Ginger Andrews • June 30, 2023
“If you don’t look, you don’t see. You have to go and look.”
-Edith Andrews

On Nantucket July means summer is just getting under way. But in the Arctic, the post-solstice return of darkness is already noticeable. And this means the beginning of shorebird migration. Didn’t we just see them, enroute to northern nesting grounds? But the short Arctic season means they only get one chance to raise young, and they must do it quickly. The shift in daylight means that some of the bird world’s longest-distance migrants are already thinking about heading south.

Some pause only briefly on our beaches; some stay all winter. They don’t necessarily all move at once. Non-breeders may lag behind on wintering grounds. Some may have been delayed by bad weather, lack of food, or injury; others await maturity before attempting the rigors of raising young.

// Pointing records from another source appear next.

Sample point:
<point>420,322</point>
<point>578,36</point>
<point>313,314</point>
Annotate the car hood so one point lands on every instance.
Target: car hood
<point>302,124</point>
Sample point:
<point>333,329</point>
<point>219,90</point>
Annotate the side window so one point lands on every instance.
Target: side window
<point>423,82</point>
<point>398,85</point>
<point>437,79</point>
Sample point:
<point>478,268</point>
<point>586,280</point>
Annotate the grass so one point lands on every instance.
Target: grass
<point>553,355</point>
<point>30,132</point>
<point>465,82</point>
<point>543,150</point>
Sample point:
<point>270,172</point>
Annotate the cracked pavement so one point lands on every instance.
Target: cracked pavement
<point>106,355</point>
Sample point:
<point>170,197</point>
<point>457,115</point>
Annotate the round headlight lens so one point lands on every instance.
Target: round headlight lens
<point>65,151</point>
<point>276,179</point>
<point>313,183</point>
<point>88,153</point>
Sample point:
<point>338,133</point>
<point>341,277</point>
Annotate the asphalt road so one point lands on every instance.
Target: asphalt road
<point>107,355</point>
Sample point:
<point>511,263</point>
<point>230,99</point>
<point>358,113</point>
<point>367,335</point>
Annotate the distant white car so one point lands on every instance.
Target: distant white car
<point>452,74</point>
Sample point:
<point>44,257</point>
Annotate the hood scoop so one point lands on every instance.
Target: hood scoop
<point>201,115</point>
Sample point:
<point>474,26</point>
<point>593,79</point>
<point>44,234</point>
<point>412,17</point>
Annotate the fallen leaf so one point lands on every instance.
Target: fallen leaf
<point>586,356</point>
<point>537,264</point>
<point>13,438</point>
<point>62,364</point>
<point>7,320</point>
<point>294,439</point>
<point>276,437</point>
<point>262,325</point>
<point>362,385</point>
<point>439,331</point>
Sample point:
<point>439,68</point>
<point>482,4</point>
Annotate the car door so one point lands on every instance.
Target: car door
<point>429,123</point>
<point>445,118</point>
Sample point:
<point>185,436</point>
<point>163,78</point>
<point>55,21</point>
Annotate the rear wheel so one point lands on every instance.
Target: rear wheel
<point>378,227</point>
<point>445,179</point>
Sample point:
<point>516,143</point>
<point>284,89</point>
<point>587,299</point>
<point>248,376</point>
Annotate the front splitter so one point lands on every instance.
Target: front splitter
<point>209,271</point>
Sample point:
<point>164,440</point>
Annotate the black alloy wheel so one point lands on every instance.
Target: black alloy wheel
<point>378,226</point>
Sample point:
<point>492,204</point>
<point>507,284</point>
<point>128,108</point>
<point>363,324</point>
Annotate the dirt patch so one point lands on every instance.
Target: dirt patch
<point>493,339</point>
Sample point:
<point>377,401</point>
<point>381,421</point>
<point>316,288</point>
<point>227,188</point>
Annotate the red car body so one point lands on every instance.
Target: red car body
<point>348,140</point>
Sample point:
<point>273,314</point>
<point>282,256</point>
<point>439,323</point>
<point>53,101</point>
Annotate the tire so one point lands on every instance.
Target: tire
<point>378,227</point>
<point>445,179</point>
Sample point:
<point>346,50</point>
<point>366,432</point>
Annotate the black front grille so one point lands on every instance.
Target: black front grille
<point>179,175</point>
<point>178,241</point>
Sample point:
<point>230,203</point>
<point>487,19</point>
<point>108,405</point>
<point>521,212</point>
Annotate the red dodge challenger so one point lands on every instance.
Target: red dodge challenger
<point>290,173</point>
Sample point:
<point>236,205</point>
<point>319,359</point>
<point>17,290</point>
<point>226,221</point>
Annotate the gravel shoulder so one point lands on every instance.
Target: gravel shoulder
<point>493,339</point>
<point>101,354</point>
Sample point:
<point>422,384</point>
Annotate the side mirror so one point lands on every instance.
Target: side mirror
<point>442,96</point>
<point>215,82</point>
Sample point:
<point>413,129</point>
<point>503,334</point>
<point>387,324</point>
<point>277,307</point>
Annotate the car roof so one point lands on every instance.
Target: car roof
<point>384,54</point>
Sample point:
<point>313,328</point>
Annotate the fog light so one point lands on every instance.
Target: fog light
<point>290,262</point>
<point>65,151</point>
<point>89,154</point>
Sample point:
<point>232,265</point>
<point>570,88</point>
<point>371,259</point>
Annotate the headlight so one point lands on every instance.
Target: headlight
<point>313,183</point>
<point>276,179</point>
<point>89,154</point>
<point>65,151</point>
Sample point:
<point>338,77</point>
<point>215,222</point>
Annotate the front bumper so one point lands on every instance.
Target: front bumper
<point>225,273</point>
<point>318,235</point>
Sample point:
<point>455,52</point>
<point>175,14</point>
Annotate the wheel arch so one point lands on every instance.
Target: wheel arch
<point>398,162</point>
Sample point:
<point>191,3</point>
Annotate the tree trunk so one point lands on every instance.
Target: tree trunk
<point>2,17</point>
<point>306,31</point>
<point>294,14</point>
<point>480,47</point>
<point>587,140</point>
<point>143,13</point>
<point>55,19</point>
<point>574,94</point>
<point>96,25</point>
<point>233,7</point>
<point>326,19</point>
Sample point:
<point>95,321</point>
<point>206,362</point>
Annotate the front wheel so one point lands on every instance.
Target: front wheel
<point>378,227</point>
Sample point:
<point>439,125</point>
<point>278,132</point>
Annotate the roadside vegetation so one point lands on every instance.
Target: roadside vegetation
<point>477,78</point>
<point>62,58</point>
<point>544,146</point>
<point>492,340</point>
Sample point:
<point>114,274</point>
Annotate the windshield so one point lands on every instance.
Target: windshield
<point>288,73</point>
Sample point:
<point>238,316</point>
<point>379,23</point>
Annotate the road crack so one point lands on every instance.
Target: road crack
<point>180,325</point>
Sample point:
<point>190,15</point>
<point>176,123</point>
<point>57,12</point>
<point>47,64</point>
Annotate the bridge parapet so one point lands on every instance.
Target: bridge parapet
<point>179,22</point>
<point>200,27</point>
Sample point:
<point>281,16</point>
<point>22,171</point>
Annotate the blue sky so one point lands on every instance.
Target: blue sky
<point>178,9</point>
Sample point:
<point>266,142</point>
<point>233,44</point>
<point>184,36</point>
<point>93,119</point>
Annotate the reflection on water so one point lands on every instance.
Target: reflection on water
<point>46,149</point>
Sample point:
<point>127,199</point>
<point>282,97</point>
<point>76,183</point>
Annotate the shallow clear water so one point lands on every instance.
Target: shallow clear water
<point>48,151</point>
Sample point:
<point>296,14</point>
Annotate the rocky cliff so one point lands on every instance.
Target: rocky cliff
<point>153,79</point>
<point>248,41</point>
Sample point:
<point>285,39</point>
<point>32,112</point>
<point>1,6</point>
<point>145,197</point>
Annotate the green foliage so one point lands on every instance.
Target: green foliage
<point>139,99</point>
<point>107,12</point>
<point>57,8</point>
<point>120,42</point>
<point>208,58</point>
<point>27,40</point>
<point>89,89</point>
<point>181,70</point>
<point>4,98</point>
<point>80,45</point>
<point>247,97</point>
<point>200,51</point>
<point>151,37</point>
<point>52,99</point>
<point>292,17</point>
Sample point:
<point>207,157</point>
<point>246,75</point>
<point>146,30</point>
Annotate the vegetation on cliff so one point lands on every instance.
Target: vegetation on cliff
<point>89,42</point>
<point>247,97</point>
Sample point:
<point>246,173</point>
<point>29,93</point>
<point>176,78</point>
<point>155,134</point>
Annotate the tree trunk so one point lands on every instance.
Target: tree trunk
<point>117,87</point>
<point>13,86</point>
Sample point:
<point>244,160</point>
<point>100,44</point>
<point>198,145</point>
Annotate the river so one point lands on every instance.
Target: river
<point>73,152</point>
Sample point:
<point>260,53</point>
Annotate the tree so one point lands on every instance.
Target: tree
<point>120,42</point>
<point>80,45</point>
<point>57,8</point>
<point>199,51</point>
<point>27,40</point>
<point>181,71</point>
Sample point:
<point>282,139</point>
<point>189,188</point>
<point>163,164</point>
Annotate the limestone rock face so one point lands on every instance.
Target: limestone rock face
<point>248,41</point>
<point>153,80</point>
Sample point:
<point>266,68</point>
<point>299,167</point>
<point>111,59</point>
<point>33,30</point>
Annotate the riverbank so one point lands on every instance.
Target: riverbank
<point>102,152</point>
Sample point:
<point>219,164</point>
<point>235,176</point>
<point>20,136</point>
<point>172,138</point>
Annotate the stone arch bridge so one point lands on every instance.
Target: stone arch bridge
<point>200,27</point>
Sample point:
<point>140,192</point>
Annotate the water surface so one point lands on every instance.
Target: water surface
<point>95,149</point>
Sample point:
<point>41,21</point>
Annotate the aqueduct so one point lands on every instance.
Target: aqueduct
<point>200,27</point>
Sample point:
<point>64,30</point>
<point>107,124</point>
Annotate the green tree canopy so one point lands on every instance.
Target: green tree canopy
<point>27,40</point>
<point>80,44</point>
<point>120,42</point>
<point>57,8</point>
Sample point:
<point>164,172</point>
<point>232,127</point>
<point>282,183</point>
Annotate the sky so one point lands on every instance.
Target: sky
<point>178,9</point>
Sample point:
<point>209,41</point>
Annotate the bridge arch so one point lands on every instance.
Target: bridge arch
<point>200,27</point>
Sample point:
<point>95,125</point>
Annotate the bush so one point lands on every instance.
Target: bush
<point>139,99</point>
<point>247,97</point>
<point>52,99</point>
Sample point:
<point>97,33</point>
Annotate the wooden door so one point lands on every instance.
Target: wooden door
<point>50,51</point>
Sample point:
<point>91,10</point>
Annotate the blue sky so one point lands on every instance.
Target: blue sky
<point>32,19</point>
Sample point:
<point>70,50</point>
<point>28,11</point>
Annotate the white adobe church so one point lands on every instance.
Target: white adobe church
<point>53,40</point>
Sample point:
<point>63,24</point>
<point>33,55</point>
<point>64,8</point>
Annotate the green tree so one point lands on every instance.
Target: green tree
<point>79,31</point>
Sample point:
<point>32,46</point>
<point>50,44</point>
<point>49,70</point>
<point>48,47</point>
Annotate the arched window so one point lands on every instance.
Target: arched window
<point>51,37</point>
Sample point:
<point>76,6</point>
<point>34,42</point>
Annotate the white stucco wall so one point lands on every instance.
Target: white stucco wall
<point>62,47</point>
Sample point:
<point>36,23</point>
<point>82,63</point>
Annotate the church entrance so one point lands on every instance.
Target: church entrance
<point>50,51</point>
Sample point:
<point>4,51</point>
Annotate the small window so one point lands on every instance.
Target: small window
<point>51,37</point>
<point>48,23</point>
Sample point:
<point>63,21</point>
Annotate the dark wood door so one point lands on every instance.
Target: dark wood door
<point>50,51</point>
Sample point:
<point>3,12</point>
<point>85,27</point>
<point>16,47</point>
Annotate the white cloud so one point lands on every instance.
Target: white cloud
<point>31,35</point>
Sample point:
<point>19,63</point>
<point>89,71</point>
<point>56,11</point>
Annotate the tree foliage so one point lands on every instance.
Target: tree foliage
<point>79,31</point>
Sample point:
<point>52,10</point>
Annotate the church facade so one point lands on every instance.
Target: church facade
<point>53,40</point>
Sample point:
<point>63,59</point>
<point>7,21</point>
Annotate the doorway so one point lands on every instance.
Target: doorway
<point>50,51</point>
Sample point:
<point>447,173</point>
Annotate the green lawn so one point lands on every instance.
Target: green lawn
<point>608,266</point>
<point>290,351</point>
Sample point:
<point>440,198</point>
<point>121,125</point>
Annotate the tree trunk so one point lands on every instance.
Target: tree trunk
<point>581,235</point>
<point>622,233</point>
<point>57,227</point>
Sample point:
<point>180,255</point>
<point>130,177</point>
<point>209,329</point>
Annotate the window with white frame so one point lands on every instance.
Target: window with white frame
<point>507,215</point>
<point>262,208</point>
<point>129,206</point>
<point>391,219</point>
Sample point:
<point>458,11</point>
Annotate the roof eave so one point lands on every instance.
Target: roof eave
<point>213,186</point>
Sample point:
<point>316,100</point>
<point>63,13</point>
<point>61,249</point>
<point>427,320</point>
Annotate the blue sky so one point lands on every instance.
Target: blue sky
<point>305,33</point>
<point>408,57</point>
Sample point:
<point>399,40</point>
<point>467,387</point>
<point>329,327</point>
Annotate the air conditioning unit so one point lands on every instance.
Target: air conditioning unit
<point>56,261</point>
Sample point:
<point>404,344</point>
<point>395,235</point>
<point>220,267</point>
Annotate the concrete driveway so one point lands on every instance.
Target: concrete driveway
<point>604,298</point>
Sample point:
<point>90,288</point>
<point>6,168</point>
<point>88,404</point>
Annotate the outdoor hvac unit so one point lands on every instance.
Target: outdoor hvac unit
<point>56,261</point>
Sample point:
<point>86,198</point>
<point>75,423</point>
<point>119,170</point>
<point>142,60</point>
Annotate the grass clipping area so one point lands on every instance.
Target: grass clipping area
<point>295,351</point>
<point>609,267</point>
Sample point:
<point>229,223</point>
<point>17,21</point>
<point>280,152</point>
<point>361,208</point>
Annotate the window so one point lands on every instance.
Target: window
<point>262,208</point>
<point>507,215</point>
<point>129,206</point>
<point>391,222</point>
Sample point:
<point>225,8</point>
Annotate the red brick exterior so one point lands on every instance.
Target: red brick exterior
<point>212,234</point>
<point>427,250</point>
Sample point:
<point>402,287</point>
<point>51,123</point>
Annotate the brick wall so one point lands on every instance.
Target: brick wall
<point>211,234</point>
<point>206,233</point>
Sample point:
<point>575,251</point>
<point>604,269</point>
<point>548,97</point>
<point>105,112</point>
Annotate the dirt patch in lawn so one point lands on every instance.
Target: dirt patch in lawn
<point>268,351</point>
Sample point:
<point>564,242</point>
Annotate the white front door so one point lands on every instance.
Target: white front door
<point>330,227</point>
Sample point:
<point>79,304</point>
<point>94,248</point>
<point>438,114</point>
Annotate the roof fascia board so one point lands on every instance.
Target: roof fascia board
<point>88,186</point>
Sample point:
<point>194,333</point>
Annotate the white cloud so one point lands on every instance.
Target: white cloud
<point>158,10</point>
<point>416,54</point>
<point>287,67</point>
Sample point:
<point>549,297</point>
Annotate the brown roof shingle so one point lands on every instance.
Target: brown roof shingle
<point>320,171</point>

Sanderlings are perhaps everyone’s favorite shorebird; they are so active, running back and forth between waves, almost never caught. We are used to seeing them in winter grey and white, but in early summer a few might still be sporting the rufous feathers of the breeding season. Their black legs churn like wind-up toys as they run; their black bills disappear as they probe the damp sand. They are finding amphipods, small crabs, and marine worms. Oddly, they can cast a pellet with the indigestible bits as owls do. They are not averse to insect foods; in a pinch they can eat plant material.

They feed together in flocks, starting with smaller numbers, six to perhaps a dozen, but as the season progresses flock size increases. In July, they are just returning from Canadian islands in the high Arctic. They are heading for sandy beaches all over the world. On the east coasts in the Americas we may see them anywhere from Massachusetts to Tierra del Fuego.